A sneaky third point…
Read some literature and gets some realistic expectations on infant sleep. Babies are not designed to sleep through, nor fall asleep by themselves. Life becomes much easier when you accept your baby is normal and you are not alone in your ‘there is not enough coffee in the world’ zombie state. Pinky McKay’s Why your newborn SHOULDN’T sleep all night article is a great place to start.
A couple of notes on safe sleeping practices…

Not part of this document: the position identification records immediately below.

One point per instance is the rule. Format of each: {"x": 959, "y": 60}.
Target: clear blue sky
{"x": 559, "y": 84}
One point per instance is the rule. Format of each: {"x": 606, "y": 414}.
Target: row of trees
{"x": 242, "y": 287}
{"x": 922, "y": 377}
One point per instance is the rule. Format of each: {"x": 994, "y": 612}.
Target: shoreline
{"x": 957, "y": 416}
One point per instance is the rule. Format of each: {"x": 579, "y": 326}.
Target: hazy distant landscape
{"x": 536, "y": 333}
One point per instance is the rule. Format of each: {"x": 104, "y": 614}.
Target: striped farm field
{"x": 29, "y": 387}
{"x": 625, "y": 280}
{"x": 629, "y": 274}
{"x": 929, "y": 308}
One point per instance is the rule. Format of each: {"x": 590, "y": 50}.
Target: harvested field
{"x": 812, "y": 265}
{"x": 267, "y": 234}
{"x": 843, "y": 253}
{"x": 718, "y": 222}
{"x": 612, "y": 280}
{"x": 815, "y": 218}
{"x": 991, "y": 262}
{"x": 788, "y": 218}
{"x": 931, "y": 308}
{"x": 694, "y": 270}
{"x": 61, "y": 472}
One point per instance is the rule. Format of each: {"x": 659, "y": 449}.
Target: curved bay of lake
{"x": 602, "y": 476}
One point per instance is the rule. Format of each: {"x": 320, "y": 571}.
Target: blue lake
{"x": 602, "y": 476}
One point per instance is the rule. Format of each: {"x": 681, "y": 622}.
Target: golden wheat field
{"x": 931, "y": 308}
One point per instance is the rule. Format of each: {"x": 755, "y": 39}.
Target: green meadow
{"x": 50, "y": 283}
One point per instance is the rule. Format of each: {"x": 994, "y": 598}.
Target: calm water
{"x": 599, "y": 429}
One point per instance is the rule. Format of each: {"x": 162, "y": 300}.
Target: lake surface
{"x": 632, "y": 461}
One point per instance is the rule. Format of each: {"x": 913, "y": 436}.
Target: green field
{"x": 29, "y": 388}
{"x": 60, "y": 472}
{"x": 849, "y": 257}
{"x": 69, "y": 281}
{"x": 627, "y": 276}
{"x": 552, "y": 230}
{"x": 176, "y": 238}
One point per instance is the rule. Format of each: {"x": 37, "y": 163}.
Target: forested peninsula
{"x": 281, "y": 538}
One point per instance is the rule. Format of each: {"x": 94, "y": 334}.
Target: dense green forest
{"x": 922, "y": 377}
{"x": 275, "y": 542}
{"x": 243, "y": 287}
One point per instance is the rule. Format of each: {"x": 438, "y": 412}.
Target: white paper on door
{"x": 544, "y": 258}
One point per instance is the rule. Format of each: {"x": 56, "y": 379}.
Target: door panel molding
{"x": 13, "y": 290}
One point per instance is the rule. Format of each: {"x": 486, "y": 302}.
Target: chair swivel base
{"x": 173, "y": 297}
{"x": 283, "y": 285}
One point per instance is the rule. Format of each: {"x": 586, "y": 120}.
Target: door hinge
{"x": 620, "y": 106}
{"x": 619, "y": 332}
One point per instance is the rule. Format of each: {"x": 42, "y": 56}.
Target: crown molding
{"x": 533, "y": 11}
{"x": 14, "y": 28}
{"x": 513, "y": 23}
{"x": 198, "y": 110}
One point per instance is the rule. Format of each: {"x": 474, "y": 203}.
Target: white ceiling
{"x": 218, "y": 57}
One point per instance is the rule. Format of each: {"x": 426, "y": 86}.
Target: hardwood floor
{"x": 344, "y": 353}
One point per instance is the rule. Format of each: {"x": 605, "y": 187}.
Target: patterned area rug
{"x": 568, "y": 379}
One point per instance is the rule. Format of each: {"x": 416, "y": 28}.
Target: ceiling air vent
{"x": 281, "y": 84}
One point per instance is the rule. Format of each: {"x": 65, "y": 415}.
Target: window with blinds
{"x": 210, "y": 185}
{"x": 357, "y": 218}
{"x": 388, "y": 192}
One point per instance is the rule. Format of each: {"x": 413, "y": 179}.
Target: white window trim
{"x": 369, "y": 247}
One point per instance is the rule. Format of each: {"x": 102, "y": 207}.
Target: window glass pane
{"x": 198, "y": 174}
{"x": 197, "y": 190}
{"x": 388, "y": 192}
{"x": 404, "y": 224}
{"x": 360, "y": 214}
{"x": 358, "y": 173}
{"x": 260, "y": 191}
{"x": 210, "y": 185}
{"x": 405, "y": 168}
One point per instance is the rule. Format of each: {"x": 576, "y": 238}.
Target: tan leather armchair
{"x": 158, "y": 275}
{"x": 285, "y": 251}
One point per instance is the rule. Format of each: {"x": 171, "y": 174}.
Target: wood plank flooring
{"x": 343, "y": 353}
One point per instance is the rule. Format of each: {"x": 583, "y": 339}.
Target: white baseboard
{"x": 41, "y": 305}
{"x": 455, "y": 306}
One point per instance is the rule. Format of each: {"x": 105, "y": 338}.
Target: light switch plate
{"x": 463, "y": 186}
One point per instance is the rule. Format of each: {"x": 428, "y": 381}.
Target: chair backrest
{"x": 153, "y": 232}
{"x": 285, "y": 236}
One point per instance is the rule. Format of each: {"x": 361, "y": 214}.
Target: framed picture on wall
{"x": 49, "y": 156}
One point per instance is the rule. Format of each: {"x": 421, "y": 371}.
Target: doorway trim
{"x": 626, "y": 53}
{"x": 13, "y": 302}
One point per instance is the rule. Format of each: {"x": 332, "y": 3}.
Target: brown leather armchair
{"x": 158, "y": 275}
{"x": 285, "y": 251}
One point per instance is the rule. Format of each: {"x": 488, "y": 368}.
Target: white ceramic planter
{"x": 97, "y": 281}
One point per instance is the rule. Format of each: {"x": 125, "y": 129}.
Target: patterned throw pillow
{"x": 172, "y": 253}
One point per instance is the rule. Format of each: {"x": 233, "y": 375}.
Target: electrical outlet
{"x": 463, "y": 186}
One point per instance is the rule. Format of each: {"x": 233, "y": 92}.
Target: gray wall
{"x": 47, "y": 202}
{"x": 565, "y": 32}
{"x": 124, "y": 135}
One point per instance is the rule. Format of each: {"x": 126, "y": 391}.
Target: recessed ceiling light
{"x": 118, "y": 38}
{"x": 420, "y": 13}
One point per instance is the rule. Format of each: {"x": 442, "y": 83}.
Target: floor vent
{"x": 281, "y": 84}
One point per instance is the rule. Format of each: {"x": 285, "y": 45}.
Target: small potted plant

No matter where your baby sleeps, SIDS and Kids have put Safe Sleeping guidelines for parents:
1. Sleep baby on the back from birth, not on the tummy or side
2. Sleep baby with head and face uncovered
3. Keep baby smoke free before birth and after
4. Provide a safe sleeping environment night and day
5. Sleep baby in their own safe sleeping place in the same room as an adult care-giver for the first six to twelve months
6. Breastfeed baby
(full info here)
To minimise risks when bed sharing, you’ll need a firm sleep surface, non smoking parents who are not under the influence of drugs or alcohol, a breastfed baby, no blankets or doonas etc near the baby’s head and more. Check out safe co-sleeping guidelines here and for more detailed information of bed sharing risk statistics and reporting checkout this article at evolutionary parenting.